Do most faculty members really suffer from a constant deluge of borderline inappropriate emails from students? In my case, the answer is: no, not a deluge, but certainly a trickle. A few of my favorite examples: the time when a student emailed me by accident in the middle of class no less, (ah, the joys of wireless access in the classroom) while trying to write some other 'Jennifer" (oh, the horror of 'auto-fill' technology). She whined about her ex-boyfriend and asked me to come with her to a party that night where she feared she'd run into him. Ooops! Then there was the time when a student wrote to me asking if I could tape record the next three classes for her because she was going to the carribean for a week because she got a really good deal on a resort.
Frankly, though, these are exceptions. Most of the academic year, the biggest problem I have with email is sheer quantity: when my inbox is overrun, the information overload means that sometimes messages move off of my mental radar screen (and too far down my inbox) before I get to them.
When exam-time comes around, however, I do sometimes have real problems with student email. Students will sometimes write very long and detailed questions mere days -- or sometimes hours -- before the exams. Some of these are really good questions. Some of them are really bad questions. (The ones that really get to me are when a student writes me instead of looking up something that is literally written down in the casebook or in the Federal Rules of Evidence. Whatever my job is, it's surely NOT to spend my time directing you to the appropriate page of your book as finals approach in order to remind you that Rule 801(d)(2) clearly states in the language of the rule that it applies only when offered against a party. . . .) So yes, I do wish that some of my students would better internatlize the basic adage: if you can figure out the answer yourself by doing five minutes of research, please don't bug the professor about it.
But this isn't the only issue, or perhaps even the main one. At the end of term time, I've sometimes felt that I could spend my entire workday answering student questions via email -- and I still might not get through all of them! At some point a couple of years ago, when I'd spent at least half an hour answering just one student's extremely detailed email, and during that same half an hour, three more equally lengthy lists of questions had appeared in my inbox, I realized that this was going to have to stop.
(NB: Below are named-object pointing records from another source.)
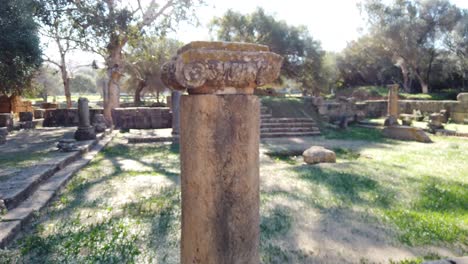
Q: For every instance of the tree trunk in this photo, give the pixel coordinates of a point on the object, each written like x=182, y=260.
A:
x=113, y=87
x=66, y=80
x=139, y=89
x=405, y=73
x=423, y=83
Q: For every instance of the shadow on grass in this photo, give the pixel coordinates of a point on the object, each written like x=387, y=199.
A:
x=115, y=239
x=348, y=188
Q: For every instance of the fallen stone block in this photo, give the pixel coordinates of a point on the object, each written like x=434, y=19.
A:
x=317, y=154
x=406, y=133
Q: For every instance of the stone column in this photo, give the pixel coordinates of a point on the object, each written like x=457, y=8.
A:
x=85, y=130
x=175, y=107
x=219, y=143
x=392, y=108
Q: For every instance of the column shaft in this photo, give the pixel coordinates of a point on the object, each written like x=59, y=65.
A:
x=219, y=142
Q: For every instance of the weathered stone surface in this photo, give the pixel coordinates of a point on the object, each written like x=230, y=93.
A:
x=221, y=67
x=39, y=113
x=99, y=123
x=435, y=121
x=461, y=260
x=26, y=116
x=219, y=142
x=175, y=109
x=3, y=135
x=6, y=120
x=391, y=121
x=142, y=117
x=85, y=130
x=406, y=133
x=317, y=154
x=83, y=112
x=85, y=133
x=66, y=117
x=27, y=125
x=462, y=97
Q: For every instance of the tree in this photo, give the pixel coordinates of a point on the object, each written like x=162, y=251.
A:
x=46, y=82
x=302, y=54
x=107, y=26
x=366, y=61
x=20, y=54
x=144, y=59
x=58, y=28
x=83, y=84
x=411, y=31
x=457, y=42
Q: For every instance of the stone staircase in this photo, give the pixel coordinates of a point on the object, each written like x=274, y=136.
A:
x=272, y=127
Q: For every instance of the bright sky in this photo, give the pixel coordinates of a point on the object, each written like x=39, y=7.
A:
x=333, y=22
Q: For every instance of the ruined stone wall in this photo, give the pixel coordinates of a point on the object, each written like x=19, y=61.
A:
x=65, y=117
x=142, y=117
x=458, y=109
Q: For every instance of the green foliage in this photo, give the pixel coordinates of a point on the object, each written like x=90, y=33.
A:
x=83, y=84
x=144, y=59
x=20, y=54
x=302, y=54
x=411, y=31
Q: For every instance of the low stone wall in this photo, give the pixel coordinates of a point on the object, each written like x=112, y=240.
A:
x=458, y=109
x=66, y=117
x=142, y=117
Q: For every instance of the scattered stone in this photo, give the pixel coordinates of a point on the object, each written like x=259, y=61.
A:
x=461, y=260
x=100, y=123
x=67, y=145
x=317, y=154
x=392, y=111
x=445, y=115
x=39, y=113
x=462, y=97
x=6, y=120
x=85, y=130
x=391, y=121
x=435, y=122
x=26, y=116
x=3, y=135
x=27, y=125
x=406, y=133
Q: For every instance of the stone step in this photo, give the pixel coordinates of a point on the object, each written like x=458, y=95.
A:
x=294, y=124
x=289, y=134
x=20, y=186
x=14, y=220
x=287, y=120
x=289, y=129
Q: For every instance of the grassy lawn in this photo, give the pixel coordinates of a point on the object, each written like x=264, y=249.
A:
x=382, y=200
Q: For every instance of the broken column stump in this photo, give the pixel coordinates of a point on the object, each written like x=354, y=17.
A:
x=219, y=144
x=392, y=108
x=85, y=131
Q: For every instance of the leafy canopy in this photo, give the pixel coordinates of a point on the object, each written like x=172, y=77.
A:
x=20, y=55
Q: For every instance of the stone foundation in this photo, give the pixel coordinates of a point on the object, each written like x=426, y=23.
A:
x=66, y=117
x=142, y=118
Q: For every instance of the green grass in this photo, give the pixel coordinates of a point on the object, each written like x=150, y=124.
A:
x=286, y=106
x=22, y=159
x=382, y=92
x=124, y=207
x=355, y=133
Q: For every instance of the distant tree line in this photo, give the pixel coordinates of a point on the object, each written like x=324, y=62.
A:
x=421, y=45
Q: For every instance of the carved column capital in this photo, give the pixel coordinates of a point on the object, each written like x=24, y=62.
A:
x=221, y=68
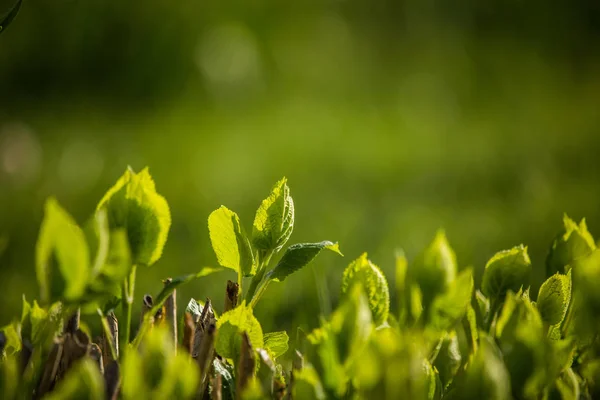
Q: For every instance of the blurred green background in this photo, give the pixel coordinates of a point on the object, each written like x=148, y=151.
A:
x=390, y=119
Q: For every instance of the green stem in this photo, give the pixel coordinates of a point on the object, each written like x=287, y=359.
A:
x=107, y=334
x=494, y=306
x=128, y=292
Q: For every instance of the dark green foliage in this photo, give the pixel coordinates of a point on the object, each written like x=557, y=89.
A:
x=447, y=339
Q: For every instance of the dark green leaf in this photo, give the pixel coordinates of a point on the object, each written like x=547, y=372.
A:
x=362, y=271
x=506, y=270
x=62, y=257
x=134, y=205
x=276, y=343
x=297, y=256
x=274, y=220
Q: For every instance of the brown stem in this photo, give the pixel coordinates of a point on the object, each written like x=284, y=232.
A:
x=73, y=322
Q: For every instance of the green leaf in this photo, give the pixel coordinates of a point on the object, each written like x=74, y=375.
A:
x=276, y=343
x=10, y=16
x=486, y=376
x=227, y=379
x=573, y=243
x=506, y=270
x=308, y=385
x=364, y=272
x=554, y=297
x=448, y=308
x=230, y=243
x=156, y=371
x=274, y=220
x=111, y=268
x=176, y=282
x=62, y=258
x=83, y=381
x=297, y=256
x=134, y=205
x=230, y=327
x=449, y=359
x=435, y=268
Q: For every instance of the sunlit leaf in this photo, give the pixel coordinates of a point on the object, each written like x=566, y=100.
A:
x=229, y=241
x=573, y=243
x=134, y=205
x=62, y=258
x=506, y=270
x=434, y=269
x=297, y=256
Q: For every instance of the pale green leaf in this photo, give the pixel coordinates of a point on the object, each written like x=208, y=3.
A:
x=274, y=220
x=134, y=205
x=435, y=268
x=230, y=327
x=448, y=308
x=362, y=271
x=554, y=297
x=62, y=256
x=299, y=255
x=276, y=343
x=449, y=358
x=572, y=244
x=83, y=381
x=506, y=270
x=230, y=243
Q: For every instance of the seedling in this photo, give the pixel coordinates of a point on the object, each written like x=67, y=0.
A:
x=445, y=337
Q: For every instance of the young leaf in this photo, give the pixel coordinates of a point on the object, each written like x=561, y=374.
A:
x=435, y=268
x=276, y=343
x=274, y=220
x=506, y=270
x=573, y=243
x=10, y=16
x=230, y=327
x=229, y=241
x=62, y=257
x=486, y=377
x=83, y=381
x=176, y=282
x=364, y=272
x=447, y=309
x=133, y=204
x=297, y=256
x=554, y=297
So I've instituted a new rule: I don't take substantive questions via email in the week before the exam. I do set up lots of extra office hours during this time. If students want to bother coming in, I'll certainly talk to them. And during the course of the semester, I"m delighted to have students email me about substance. But email during exam period? Uh-uh.
I'd be interested in thoughts and reactions from both faculty and students? Is this restriction of mine draconian or legitimate self-protection? Do others place similar limits?